Secondo una recentissima pronuncia della giurisprudenza di legittimità (Cass. 28.10.2015 n. 21953), laddove la misura del compenso non sia prestabilita nell’atto costitutivo ovvero in apposita delibera dell’assemblea, la stessa non può essere determinata dal creditore, ma richiede il consenso della società, manifestato mediante una formale deliberazione dell’assemblea dei soci.

Il compenso degli amministratori deve essere deliberato dall’assemblea dei soci all’atto della nomina o successivamente, se non è stabilito dallo statuto (art. 2364 c.c.).

Precisamente:

  • per le spa, l’onerosità dell’incarico di amministratore è prevista dall’art.2389 del C.C.;
  • per le srl, mancando un’autonoma previsione legislativa, si ritiene che debba essere lo statuto a disporre circa la remunerazione/gratuità della carica.
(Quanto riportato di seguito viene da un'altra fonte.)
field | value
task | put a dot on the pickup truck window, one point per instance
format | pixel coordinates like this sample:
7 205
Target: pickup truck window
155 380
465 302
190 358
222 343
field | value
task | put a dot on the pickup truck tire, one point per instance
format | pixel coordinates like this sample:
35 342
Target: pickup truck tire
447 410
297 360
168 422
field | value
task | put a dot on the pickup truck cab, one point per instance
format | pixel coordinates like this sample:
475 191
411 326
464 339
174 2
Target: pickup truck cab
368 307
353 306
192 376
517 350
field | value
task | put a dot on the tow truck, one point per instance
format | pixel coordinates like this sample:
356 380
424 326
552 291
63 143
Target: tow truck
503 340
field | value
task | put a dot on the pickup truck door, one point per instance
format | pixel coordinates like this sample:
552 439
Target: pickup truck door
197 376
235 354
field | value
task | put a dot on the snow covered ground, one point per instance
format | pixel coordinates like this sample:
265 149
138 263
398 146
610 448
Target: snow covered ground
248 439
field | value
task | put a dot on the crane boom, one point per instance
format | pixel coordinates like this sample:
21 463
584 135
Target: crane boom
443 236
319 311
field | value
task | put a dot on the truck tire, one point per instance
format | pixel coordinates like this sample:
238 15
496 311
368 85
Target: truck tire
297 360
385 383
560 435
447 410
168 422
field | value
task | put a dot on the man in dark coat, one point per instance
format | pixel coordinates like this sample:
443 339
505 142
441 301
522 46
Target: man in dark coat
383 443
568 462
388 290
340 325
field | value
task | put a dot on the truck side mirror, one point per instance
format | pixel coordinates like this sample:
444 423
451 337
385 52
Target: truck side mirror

È consigliabile la redazione da parte dei soci, nei primi mesi dell’esercizio, di un apposito verbale di attribuzione del compenso con data certa. La data certa, ai sensi dell’art. 2704 del C.C., può essere attribuita tramite:

  • estratto notarile del libro delle deliberazioni o da vidimazione notarile del libro stesso;
  • notifica all’amministratore della delibera di attribuzione dell’indennità mediante raccomandata in plico senza busta.

Il compenso può essere corrisposto sotto diverse forme:

  • in misura fissa liquidati con cadenza periodica o “una tantum”. Il compenso può essere integrato inoltre con i gettoni di presenza per la partecipazione alle riunioni del CDA e il trattamento di fine mandato (TFM);
  • in misura percentuale sull’utile d’esercizio, costituendo non un costo d’esercizio, ma una diversa modalità di distribuzione dell’utile, dopo che lo stesso sia stato depurato della quota di riserva legale, degli utili destinati a coprire le perdite di capitale sociale e delle quote destinate alle riserve statutarie.

Modifica del compenso

È legittimità la modificazione in melius del compenso dell’amministratore, disposta successivamente dall’assemblea, anche qualora a tale variazione non corrisponda un aumento delle mansioni ovvero un miglioramento della situazione aziendale. L’aumento del compenso stabilito dall’atto costitutivo o da una delibera dell’assemblea ordinaria potrà, pertanto, essere attuato, rispettivamente, solo con una modifica statutaria o con una nuova delibera assembleare. In caso di riduzione del compenso, l’orientamento prevalente è che lo stesso non possa essere diminuito dalla società senza il consenso degli amministratori. In mancanza del consenso degli amministratori, quindi, questi ultimi conserveranno il diritto a percepire il compenso originariamente determinato.

Congruità dei compensi

La disciplina dei compensi spettanti agli amministratori è stata oggetto di diversi interventi giurisprudenziali e dottrinali, conseguenti alla possibilità di sindacare la congruità dei stessi e la necessaria presenza di una delibera assembleare che ne attribuisca certezza e determinabilità.

Per l’Agenzia delle Entrate, in sede di controllo, la deduzione può essere disconosciuta (evidentemente utilizzando i principio di abuso del diritto) qualora i compensi risultino “insoliti, sproporzionati o strumentali all’ottenimento di indebiti vantaggi”.

Tale tesi è stata di recente confermata dalla Cassazione con la sentenza n. 3243 del 11 febbraio 2013, con la quale la corte ha affermato che l’Amministrazione finanziaria può, disconoscere i costi eccessivi che le società contabilizzano relativamente ad alti compensi degli amministratori. Nella fase di accertamento, infatti, gli uffici finanziari, anche in presenza di contabilità regolare e nessuna violazione di legge, hanno il potere di valutare la congruità dei costi e dei ricavi indicati nei bilanci e nelle dichiarazioni. Pertanto, in presenza di un costo “sproporzionato” rispetto ai ricavi o all’oggetto dell’impresa, può essere negata la parziale deducibilità. Infatti, di fronte all’esposizione di costi incongrui è facile ipotizzare la possibilità di un’elusione fiscale. In tali casi, l’onere della prova ricade sul contribuente, il quale deve dimostrare che i compensi, sebbene elevati, sono in realtà congrui e non elusivi.